En octobre 2016, l’armée irakienne et la coalition libèrent la ville de Qaraqosh du joug de Daesh. Pendant trois ans, les hommes de l’auto-proclamé État islamique ont occupé la plaine de Ninive, détruisant méticuleusement tous les signes religieux, brûlant églises et habitations. L’intervention de l’armée pour les déloger a fini de réduire ces villes en cendres. Les déplacés, qui ont vécu pendant 3 ans dans des camps de fortune au Kurdistan irakien, et tant attendu le moment où ils pourraient rentrer chez eux, ne retrouvent qu’un champ de ruines. Leur découragement est immense. Qaraqosh restera figée près d’un an avant que les travaux de reconstruction ne commencent. Nous les avions quittés sur ces images apocalyptiques, le moral en berne, ne voyant d’autres issues que de fuir ce pays.
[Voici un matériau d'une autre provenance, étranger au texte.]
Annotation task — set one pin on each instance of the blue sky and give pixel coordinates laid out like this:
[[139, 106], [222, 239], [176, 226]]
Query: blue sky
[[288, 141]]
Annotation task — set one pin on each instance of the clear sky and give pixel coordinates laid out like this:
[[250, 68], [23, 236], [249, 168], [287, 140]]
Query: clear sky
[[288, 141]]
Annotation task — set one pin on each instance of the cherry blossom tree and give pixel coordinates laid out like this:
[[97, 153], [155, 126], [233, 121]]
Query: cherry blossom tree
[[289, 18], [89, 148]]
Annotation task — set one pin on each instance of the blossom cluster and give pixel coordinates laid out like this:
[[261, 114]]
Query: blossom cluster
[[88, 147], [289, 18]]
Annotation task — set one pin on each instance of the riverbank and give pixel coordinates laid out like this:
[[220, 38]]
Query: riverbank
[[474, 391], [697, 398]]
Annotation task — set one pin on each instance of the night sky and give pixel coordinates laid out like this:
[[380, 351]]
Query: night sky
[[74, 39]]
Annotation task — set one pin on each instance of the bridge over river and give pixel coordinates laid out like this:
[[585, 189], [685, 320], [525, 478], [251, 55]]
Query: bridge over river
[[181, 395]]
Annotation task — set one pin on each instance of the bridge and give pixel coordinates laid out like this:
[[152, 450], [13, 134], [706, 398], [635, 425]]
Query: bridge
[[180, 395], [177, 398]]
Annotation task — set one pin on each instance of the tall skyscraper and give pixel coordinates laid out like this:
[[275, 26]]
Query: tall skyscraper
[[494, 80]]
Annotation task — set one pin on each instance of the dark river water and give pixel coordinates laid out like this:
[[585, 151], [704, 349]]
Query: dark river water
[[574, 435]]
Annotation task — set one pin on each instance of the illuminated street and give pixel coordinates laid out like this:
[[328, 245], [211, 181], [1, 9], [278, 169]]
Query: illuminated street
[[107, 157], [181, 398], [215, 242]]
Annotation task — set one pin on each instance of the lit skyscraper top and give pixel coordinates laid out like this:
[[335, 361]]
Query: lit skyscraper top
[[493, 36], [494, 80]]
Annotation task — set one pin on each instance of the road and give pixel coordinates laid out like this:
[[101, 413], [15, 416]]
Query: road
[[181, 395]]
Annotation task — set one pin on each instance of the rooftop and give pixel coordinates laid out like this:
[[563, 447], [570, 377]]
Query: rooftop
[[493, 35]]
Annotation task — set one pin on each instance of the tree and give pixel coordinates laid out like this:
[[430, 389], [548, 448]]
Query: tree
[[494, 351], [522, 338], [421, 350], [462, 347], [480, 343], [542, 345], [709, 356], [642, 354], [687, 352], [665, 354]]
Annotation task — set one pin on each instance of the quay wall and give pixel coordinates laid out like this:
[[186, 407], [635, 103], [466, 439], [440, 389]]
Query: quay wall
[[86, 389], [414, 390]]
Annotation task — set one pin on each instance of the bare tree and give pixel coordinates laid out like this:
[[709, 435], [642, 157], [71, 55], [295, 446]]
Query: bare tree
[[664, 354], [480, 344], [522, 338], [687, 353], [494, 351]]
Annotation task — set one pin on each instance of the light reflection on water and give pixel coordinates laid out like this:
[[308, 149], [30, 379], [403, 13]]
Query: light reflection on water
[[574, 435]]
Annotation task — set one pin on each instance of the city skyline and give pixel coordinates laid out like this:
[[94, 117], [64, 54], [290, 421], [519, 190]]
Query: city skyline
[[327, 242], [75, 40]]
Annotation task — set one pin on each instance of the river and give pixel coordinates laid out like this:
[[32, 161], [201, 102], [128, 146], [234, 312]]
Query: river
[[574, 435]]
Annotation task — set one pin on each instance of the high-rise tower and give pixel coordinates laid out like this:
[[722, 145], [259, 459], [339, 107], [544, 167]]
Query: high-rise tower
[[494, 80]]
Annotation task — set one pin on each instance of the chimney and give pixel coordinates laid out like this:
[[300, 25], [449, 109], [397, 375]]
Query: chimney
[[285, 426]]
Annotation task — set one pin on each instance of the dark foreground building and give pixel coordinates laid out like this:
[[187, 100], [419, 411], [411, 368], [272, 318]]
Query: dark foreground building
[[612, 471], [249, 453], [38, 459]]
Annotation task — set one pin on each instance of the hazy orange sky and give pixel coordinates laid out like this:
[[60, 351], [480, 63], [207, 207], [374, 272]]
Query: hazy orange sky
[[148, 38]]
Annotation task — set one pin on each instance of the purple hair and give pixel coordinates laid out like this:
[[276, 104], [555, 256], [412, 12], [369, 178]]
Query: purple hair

« Comment ne pas se réjouir ! »

Fin février 2021, la ville est en effervescence, méconnaissable : les trois quarts de Qaraqosh sont reconstruits. Le souk grouille de vie. La rue principale est ornée d’affiches accueillant le pape. Les sœurs dominicaines aident les ouvriers à arranger les routes, balayant avec énergie les derniers gravats, n’hésitant pas à monter sur les toits pour accrocher d’immenses banderoles.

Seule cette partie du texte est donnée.